Bad Habit Arroe would’ve been quite fitting. Each year we’re blessed with three hundred sixty five days to pull from the center of our budding roses a situation that’s become darkened by the elements that which make up a habit. Problem is there are some pretty cool habits you just can’t dump—the only reason why I put ink into the veins of a clean sheet of white paper every morning before sunrise has nothing to do with writing books…it’s a fifteen year old habit. I’m a firm believer that being a martial artist for most has a lot to do with a walk of life…not me, too many popcorn balls and desires not to eat bushels of carrots and celery…I feel horribly guilty when I’m not drugging my body with human made endorphins…if the mind, body and soul aren’t getting their daily rush…the habit takes over...chocolate.

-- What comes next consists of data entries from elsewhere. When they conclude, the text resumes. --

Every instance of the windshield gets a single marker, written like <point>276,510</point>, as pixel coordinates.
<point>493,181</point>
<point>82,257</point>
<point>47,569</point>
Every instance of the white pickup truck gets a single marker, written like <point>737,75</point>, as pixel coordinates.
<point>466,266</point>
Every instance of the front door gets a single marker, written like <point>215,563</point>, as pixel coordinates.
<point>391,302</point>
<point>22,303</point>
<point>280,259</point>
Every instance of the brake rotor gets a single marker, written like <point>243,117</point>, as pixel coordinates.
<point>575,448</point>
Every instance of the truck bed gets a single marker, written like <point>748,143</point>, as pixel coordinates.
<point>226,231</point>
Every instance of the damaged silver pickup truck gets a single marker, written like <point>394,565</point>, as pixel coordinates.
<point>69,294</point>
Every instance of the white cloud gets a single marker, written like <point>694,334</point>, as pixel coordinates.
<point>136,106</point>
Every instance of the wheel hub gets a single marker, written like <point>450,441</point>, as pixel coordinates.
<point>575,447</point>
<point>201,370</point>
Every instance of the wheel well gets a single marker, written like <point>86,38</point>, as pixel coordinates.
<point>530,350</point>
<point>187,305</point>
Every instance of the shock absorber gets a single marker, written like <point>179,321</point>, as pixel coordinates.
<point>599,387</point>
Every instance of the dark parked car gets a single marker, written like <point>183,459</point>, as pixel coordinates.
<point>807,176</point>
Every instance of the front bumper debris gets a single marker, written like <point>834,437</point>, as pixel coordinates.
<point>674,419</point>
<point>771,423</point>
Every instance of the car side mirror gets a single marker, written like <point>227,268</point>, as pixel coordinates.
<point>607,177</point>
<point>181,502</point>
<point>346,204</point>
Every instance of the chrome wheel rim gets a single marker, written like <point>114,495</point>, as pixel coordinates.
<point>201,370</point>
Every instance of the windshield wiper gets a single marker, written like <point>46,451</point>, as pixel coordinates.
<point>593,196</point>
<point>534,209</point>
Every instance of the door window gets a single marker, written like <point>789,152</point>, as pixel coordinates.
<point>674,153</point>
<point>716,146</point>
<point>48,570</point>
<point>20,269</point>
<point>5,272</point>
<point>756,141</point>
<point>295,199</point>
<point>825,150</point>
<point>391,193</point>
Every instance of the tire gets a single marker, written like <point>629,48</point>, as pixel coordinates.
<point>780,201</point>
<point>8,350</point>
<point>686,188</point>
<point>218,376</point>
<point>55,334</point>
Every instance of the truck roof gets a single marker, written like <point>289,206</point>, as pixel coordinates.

What the heck is the best way to drown a bad habit?



It begins with a willingness to change. Not an attempt to restrain but a full fledged give it all you’ve got eyes in the mirror agreement that says, “Um…dude, like can we do a little communicating?”



Dieters gain their weight back. In the new People Magazine Tim McGraw tells readers in the same sentence, “I’ve never smoked before in my life…but when I drank alcohol I’d smoke a few.” Make up your mind!



The will to change is a commanding effort that allows experimenting with change acceptable. Not only is it difficult but it features more backsliding than hitting the tracks backwards on Thunder Road at Carowinds. The best way to get up and over a wall is to deflect your attention from the habit.



I do something horribly illegal during the deflection period. After ten to twelve hours within the deep hallowed halls of radio these size eleven feet go totally bare in a class filled with others chasing Tae Kwon Do aspirations. You can always tell when I don’t want to be there…I pick fights…not with students but class leaders. The challenge against them deflects my need to bolt. While they shove evil empire chi energy toward my presentation, I turn around and use it as a match to spark a new flame. Once I’m up…life is great! Very bad habit. Nothing new…been upsetting the masses since the mother figure brought me into a family of eight. Survival is everything at the kitchen table. If need be, I’d take on the dog for a little action to stimulate my crashing willingness to be anything but down. Bad habit!



And now…the reason why I drink so much water! Drum roll please!



An old trick taught by Dr. William J Knaus—drinking water takes the urge to perform a bad habit and makes it totally invisible. When you feel a habit coming on, take two sips of ice cold water and it totally wipes out the feeling of stepping off the path.



Before doctors had high prices and plenty of drugs to calm your nerves…we fended for ourselves, in some cases, those who challenged the beast became famous. Actor Jim Carrey couldn’t have said it better last week on Conan O’Brian, “If doctors would have diagnosed him with having A.D.D. as a child, he wouldn’t be the Jim we know today.”



The funniest people on earth from Robin Williams to Rosanne Barr no longer hide behind walls of discouragement fed by ample rivers of depression and addiction. They took their bad habits and turned them into outlets of creative flow.

I often wonder how many perfectly designed garages or front yard flower gardens are created by an open agreement to feed the roots of a very bad habit. Those perfected front lawns or clothing styles we wear are in essence an outlet to break free from something bad happening.



Habits are like opinions and bums…we all have one. Sadly, you can get away with having several habits and opinions but the second you develop another bum which looks nothing like your birth bum…now we have a million bum reasons to create more bad habits.



Can you win this war? Depends on if you truly are willing to change. We can start today or wait fifty two days…that’s one thousand forty hours or nearly four million seven hundred thousand single tick tocks on a clock until 2010.



Getting back to living…steal my art.